I've known about Powerit for a while and have been fascinated to watch as they've established a pretty unique position in the industrial side of demand response. There are multiple vendors out there who have developed technologies to automatically adjust HVAC and lighting systems in commercial and residential buildings to participate in demand response and other load-shifting programs.  Controlling an office building's HVAC system for load control purposes isn't hard technically, and while the market is somewhat skeptical, they're not petrified of what happens if the tech fails; people are uncomfortable and complain, the system is disengaged, and life goes on. In the industrial market, however, it's much more difficult to get customer buy-in.  If you're controlling the major electricity loads in a factory or plant, you're potentially disrupting production.  

What I've always liked about Powerit is that they've already established a strong level of credibility in the marketplace with hundreds of installations -- and that's very difficult for any new startup to establish.  I don't care how whiz-bang and proprietary a new industrial controls technology is that might be introduced to the market -- if you're going to go sell to managers of foundries or food processing plants, they're not going to adopt that new technology unless it's been tried a lot of times in someone else's plants. Of course, if there were effective VARs that the customers could trust to stand behind the new innovations, and they were themselves confident enough to rapidly vet and adopt new innovations, it might be easier for a new entrant into that market. But lacking that, customers have to be skeptical about any technology that doesn't already have a long track record, which can be a big challenge for any new startup in that sector. Besides the fact that it's also just generally harder to build a smart tech for that segment, this probably explains why Powerit remains so uniquely positioned in the one-third of the electricity consumption pie that is the industrial sector.
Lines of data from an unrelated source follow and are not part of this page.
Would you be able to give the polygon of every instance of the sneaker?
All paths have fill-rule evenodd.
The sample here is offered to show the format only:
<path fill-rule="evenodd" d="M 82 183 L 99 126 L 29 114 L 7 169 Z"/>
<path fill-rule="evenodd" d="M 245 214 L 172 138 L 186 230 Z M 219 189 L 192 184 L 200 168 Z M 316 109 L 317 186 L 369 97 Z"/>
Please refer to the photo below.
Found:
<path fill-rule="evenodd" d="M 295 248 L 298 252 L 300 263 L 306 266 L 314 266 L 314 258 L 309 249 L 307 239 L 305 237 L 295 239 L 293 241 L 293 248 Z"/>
A single Powerit-enabled industrial plant can free up demand capacity worth 10 times the capacity of a commercial office building -- at lower cost, too.

There are a lot of other things I like about Powerit, obviously (bringing on board a proven CEO, Matt Shiltz, to help take the company to the next level; plus, there is more news to come out soon that will illustrate how valuable the system's flexibility is, so stay tuned), and that get me excited about their potential to grow quickly.  But my point isn't just to self-interestedly talk them up (sorry!), but really to point to them as a concrete example of a principle I'd recently written up.  

Powerit is a great demonstration of the fact that it's very often more important to think about sustainable competitive advantage in cleantech in ways other than proprietary technology.  Social media venture investors, of course, already know this principle well, but many cleantech venture investors are just waking up to it.  We need to learn to treat skeptical, conservative markets and channels as not a regrettable obstacle, but as a potential opportunity to build an advantage.  

In other words, to take advantage of that very market gap that, on the whole, I wish the DOE would do a better job of addressing.